FASB's mandatory expensing rule has had a significant impact on
companies that rely on options to recruit and retain the most talented
employees. Many have been forced to drop or severely limit employee
option plans because of the prospect of taking a huge and misleading
charge against their bottom line in accounting statements. Industry
groups and companies are continuing to work with the SEC to press them
to develop a realistic expensing model, but it's unclear whether these
discussions will bear fruit. Representative Eshoo remains concerned
about the impact of the mandatory expensing rule and will continue to
look for ways to mitigate the impact of this regulation on companies
and rank-and-file employees.
Privacy
The issue of personal privacy is one that the American people feel to
the core of their being. When any of us provide an institution with
personal information, we want to be sure that the information is used
in the narrowest sense, and that the information will be protected from
misuse or theft. At a minimum, companies should be required to disclose
if they buy or sell consumer information or if they track the
whereabouts of Internet surfers even after they've left a company's
website. Consumers should be given the opportunity to opt-out of this
use of their information.
There is a growing need for protection of individual privacy, and as a
Member of the House Committee on Energy and Commerce, Rep. Eshoo will
be actively involved in congressional efforts to implement sound,
strong privacy laws to protect consumers and prevent fraud and identity
theft. Through the combined efforts of government and industry, Rep.

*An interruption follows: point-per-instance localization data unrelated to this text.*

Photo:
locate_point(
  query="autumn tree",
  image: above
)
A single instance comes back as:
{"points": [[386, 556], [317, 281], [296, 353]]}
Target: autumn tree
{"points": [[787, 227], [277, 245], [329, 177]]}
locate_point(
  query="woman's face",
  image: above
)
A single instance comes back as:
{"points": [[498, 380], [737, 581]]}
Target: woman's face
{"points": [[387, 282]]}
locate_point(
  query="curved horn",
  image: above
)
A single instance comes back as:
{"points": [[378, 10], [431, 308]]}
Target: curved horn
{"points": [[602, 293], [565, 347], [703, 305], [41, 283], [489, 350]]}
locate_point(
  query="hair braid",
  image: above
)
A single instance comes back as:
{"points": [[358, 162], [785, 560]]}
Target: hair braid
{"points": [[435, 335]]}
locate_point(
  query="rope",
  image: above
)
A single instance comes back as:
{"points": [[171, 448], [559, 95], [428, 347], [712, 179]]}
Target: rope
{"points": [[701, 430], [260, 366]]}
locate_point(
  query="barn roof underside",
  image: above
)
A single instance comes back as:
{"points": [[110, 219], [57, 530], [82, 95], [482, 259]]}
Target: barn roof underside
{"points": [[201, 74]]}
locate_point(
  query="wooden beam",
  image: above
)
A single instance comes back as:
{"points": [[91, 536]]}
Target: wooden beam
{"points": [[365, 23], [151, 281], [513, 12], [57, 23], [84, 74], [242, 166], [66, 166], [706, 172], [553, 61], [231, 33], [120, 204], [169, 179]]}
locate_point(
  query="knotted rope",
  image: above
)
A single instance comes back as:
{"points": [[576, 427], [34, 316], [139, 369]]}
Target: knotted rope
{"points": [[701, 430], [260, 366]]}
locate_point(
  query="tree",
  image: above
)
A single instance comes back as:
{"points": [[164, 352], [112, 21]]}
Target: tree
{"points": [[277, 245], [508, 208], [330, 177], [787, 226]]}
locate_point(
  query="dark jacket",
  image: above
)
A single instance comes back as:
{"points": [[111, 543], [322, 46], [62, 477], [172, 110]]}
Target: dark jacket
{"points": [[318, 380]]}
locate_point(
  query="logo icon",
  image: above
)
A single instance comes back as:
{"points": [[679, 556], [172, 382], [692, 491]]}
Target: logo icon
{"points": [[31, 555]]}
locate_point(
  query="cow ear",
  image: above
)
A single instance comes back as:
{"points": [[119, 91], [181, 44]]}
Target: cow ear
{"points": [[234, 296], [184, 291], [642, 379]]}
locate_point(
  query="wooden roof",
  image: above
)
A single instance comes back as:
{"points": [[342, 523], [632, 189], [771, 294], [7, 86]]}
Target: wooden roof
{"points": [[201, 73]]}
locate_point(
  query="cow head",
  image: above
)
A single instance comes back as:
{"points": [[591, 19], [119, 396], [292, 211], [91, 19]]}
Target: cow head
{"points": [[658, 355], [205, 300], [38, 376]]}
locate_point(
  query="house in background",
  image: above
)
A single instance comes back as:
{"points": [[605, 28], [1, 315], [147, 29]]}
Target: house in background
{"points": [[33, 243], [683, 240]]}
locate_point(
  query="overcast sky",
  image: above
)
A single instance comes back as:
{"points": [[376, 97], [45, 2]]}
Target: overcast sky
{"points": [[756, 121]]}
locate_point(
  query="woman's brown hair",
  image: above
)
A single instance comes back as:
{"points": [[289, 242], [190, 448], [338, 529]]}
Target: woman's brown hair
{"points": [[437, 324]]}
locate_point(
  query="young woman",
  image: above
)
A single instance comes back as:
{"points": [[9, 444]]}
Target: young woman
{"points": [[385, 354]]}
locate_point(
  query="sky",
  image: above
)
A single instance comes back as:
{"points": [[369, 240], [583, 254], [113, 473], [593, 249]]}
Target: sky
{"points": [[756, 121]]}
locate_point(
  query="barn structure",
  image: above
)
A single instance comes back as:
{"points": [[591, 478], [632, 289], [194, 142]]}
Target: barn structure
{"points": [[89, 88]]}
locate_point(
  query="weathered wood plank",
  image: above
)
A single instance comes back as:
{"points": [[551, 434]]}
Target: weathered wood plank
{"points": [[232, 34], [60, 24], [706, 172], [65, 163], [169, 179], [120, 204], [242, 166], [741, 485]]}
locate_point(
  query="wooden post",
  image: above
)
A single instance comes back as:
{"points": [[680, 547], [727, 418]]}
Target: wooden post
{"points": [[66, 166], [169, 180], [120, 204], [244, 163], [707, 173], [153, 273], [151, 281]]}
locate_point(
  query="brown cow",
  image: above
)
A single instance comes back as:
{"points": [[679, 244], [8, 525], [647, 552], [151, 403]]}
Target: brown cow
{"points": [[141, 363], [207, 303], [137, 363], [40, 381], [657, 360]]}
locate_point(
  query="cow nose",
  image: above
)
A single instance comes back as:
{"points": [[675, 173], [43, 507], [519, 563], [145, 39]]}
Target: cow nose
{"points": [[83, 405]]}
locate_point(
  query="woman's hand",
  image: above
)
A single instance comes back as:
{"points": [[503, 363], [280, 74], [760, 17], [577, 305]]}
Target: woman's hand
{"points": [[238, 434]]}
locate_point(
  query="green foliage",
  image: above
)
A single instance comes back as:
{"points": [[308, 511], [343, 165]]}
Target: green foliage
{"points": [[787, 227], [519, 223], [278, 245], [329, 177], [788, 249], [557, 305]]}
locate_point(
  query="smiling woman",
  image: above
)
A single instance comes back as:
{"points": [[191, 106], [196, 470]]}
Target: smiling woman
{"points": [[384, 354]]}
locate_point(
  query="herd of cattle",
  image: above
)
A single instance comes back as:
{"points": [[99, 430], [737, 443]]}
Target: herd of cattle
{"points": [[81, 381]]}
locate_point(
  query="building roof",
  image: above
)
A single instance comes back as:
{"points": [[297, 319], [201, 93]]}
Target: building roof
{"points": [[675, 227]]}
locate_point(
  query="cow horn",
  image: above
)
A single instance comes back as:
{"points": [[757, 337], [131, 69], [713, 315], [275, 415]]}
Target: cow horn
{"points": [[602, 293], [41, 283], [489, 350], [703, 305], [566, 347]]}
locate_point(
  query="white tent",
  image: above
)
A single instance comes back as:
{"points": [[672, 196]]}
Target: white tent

Eshoo hopes to develop privacy legislation that will give consumers
control over their own privacy and require the private sector to be a
responsible steward of their personal information.
Patent Reform
Our
patent system currently suffers from a large backlog in processing
patents and many have expressed concerns that the Patent and Trademark
Office (PTO) needs additional expertise and resources to keep pace with
the rapid innovation of the 21st Century. While additional investments
in the PTO were made in the last Congress, additional reforms are
needed to ensure that the PTO and the U.S. patent system are sound over
the long term.
In order to ensure that our patent system is able to respond to the
rapid pace of innovation, it's important for Congress to establish a
better balance between the needs of innovators to produce new products
without the burden of unnecessary patent litigation and the interests
of inventors in their legitimate intellectual property. These reforms
will enable greater research and development of new technologies,
stimulating the economy and creating new, high-paying jobs.